Markets work with a telescope and telescopes look ahead. For that reason, in 2018 you witnessed one of the biggest small and midcap carnages that I have seen in my 20-year-long career. That sort of pain continued in 2019 but the economy was doing far better in 2018 while markets were going down. Economy started turning adverse in 2019. So, it was the market telescope which was at work, it was looking far and taking calls in advance.
Similarly, sitting here you and I who have relatively more myopic vision as compared to the markets and we do not have telescopic vision. We cannot look six months, one year, two years down the line while the markets being telescopic will look six months, one year, two years down the line.

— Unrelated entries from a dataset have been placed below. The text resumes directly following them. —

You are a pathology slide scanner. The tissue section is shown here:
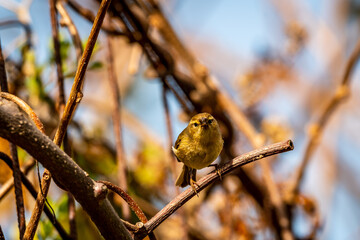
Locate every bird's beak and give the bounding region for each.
[200,118,208,128]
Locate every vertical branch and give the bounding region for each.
[162,83,188,240]
[56,1,84,62]
[10,143,26,239]
[53,1,84,239]
[0,39,9,92]
[49,0,65,109]
[0,39,26,239]
[0,152,70,239]
[162,83,176,176]
[54,0,111,143]
[24,0,65,239]
[107,36,130,219]
[0,225,5,240]
[288,36,360,201]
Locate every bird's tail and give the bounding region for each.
[175,164,196,187]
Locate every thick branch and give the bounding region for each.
[0,99,131,239]
[135,140,294,239]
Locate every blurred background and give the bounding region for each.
[0,0,360,240]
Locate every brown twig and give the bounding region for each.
[54,0,111,146]
[56,0,83,61]
[0,98,131,239]
[0,152,72,239]
[24,0,65,239]
[107,37,130,219]
[0,158,35,202]
[0,43,26,239]
[68,0,124,36]
[23,169,51,240]
[287,36,360,203]
[10,143,26,239]
[0,92,49,239]
[50,0,83,239]
[97,181,148,223]
[49,0,65,109]
[0,92,45,132]
[0,19,32,48]
[162,84,176,176]
[97,181,156,240]
[0,225,5,240]
[135,140,294,239]
[0,39,9,92]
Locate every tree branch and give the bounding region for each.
[0,152,71,239]
[287,36,360,203]
[0,98,131,239]
[135,140,294,239]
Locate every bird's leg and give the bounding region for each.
[209,163,222,181]
[190,169,199,197]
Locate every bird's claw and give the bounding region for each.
[190,178,199,197]
[209,163,222,181]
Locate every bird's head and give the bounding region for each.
[189,113,219,137]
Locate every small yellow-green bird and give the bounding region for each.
[172,113,224,192]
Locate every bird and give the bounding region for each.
[172,113,224,194]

If the markets see green rather than the red that we see today sitting here, then markets will react to that.
It is in that context that we see that the frontline index is holding up strong and it is in that context that we see that there are pockets of the small and midcap space which have started getting new life. I know of many names, which were most disregarded last year and which have rallied 40-50% in the last two to three months. If the same trend continues and the markets believe that the government action as also the general macro trend of low inflation, low interest rates, taxes being favourable, monetary policy being favourable is going to enhance consumption six months down the line, then markets will anticipate that and move to play that trend which will play out six months down the line.

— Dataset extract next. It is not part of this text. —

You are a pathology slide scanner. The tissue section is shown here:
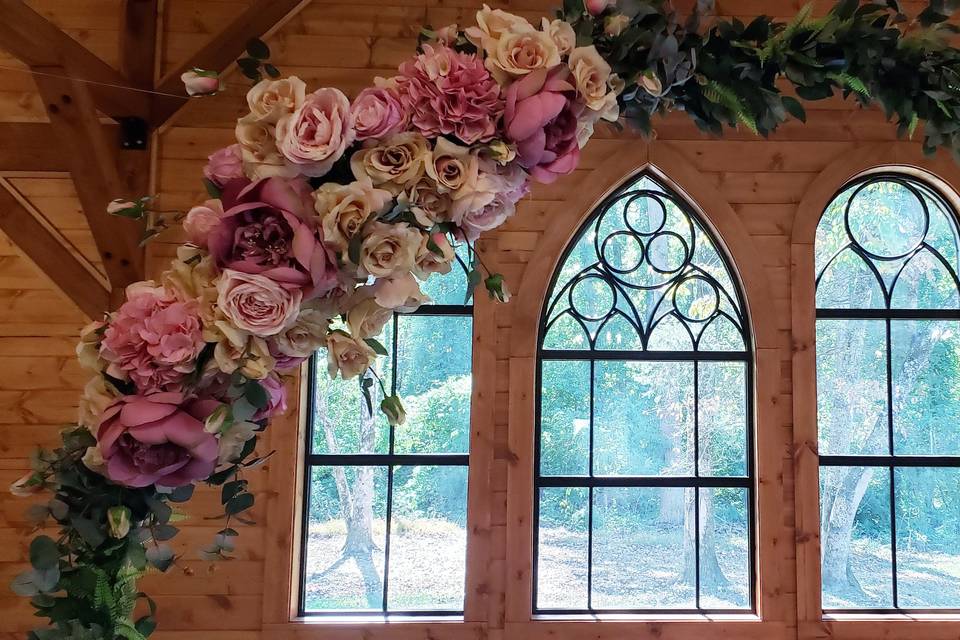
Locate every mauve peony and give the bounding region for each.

As we stand, things are not looking as rosy as we would want them to look, but if they start looking rosy, then these prices will not be available. The prices are available because things do not look rosy. Six months down the line things will look very different. We have to understand the opportunity that India presents. Speak to any foreign institutional investor and he will go gaga over India but since we are too close to the ground we see thorns rather than roses. But there are roses and roses will play out six months to 12 months down the line.
Markets work with a telescope and telescopes look ahead. For that reason, in 2018 we witnessed one of the biggest small and midcap carnages that I have seen in my entire career.-Anshul Saigal
I will divide the market into three parts: Evergreen companies which both of us know would be financials and some consumption names; then buy companies which essentially are getting priced down because of sentiment or business downturn; and third category is catch them young and see them grow. Give me one name from the second and third categories each.

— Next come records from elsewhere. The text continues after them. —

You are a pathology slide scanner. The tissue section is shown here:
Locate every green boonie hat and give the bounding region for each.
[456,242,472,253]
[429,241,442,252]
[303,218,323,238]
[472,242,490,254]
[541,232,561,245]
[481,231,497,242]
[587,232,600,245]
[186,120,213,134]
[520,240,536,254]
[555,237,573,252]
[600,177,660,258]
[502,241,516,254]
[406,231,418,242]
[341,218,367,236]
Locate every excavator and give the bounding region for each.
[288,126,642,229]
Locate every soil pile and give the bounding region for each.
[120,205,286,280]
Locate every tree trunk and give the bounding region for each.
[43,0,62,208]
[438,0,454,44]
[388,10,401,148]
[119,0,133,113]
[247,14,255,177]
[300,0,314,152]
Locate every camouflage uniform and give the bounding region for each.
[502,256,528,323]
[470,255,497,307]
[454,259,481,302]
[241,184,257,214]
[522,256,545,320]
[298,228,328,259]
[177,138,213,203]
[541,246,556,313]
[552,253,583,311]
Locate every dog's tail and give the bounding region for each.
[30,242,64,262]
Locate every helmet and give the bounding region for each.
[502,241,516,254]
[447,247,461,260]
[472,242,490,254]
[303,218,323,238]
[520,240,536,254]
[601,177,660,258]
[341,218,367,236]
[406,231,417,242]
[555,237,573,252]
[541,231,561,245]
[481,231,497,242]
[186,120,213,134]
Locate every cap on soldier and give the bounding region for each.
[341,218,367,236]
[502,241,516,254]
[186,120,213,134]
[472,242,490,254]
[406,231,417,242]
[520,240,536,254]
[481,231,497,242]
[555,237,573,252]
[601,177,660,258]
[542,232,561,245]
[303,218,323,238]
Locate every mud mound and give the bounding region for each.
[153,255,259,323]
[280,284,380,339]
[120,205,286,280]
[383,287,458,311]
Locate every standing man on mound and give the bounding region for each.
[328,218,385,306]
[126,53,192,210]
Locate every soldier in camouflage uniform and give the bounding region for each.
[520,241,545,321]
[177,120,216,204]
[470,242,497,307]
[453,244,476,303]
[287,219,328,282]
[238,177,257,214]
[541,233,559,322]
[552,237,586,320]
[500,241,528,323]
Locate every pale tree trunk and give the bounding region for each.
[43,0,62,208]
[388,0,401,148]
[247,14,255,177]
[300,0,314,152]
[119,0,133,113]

Please pardon me for not talking about individual companies but I can give you some hints. There is tremendous consolidation happening in the real estate space. There are players in that space which offer extremely robust balance sheets and managements who are fully clued in to the business and who are in the same boat as the minority shareholders. They want to create wealth through their business of real estate.
Some of these players are north based. They may be relatively small companies with Rs 1,000-2,000 crore market cap trading at book value and very healthy balance sheets, no debt, cash on the balance sheet and their business is starting to grow over the last two odd years. This space looks very interesting and one should definitely look at plays in this space and this is a space where you are seeing a cyclical slowdown just now which is why you are getting the valuations that these companies are trading at.
But that cyclical slowdown is bound to turn. Whether it turns in the next year or two is a matter of perception but it is bound to turn. In the space where you have really small companies and where there is substantial possible upside but you have to take a call on that small business actually becoming very big.
Then there are chemical businesses and chemicals is a space which is looking very interesting just now. But in that space, there are very interesting businesses which are trading today at 25% of the valuation they were trading at till about a year and a half, two years ago. So very interesting plays even in that space.